Le XVIème congrès de l'association des Avocats Conseils d'Entreprises (ACE), qui s'est déroulé à Marseille les 6 et 7 novembre dernier, a proposé aux participants des ateliers de pratique juridique et de pratique professionnelle, dont l'un d'entre eux s'intitulant "LBO, leviers de croissance", consacré aux opérations de leverage buy out (LBO).
Un LBO consiste pour un ou plusieurs repreneurs -le plus souvent, les managers d'une société ou d'un groupe de sociétés (la cible)- à acquérir ou prendre le contrôle de cette cible, au moyen d'un financement constitué majoritairement sous forme d'emprunts.
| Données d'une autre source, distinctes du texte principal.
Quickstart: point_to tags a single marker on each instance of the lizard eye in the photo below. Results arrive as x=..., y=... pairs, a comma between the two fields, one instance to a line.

Les excédents de trésorerie de la cible "remontent" sous forme de dividendes à l'emprunteur, qui les emploie au remboursement de la dette et de ses intérêts. Pour des raisons fiscales notamment, la reprise par les managers s'effectue, dans la plupart des cas, au profit d'une société holding existante ou à créer, qu'ils détiennent aux côtés des banquiers et investisseurs financiers auxquels ils font appel. Cette holding cherche, en principe, à prendre une participation d'au moins 95 % dans la cible -seuil fatidique du régime d'intégration fiscale-. Pour ce faire, elle s'entoure de conseils, experts juridiques et financiers des fusions-acquisitions, chargés principalement d'évaluer la cible, d'élaborer et de présenter le montage juridique et de négocier le projet de financement avec les banques. Controversé depuis son apparition encore récente, ce montage a, pourtant, toujours connu un succès fulgurant. Bien que la société holding détienne le contrôle ou l'intégralité du capital de la société cible, elles n'en demeurent pas moins deux personnes juridiques distinctes et l'équilibre entre leurs intérêts respectifs est fragile. La question se pose, alors, du juste emploi des bénéfices entre le développement de la cible et le remboursement du prêt contracté par la holding. De la réponse apportée dépendra le succès du LBO, susceptible tant de "vampiriser" les ressources de la société cédée, que d'améliorer significativement sa valorisation. Dans ce sens, une étude a récemment exposé que les entreprises sous LBO sont bien plus compétitives que leurs concurrentes (1). Cette différence s'explique, sans doute, par les responsabilités des managers, qui s'engagent auprès des acteurs financiers, outre au remboursement de la dette, à leur offrir une sortie avec une plus-value significative à la clé. Pour ces raisons, la plupart des deals se font par le biais du LBO, la crise financière n'ayant, finalement, pas changé la donne (2).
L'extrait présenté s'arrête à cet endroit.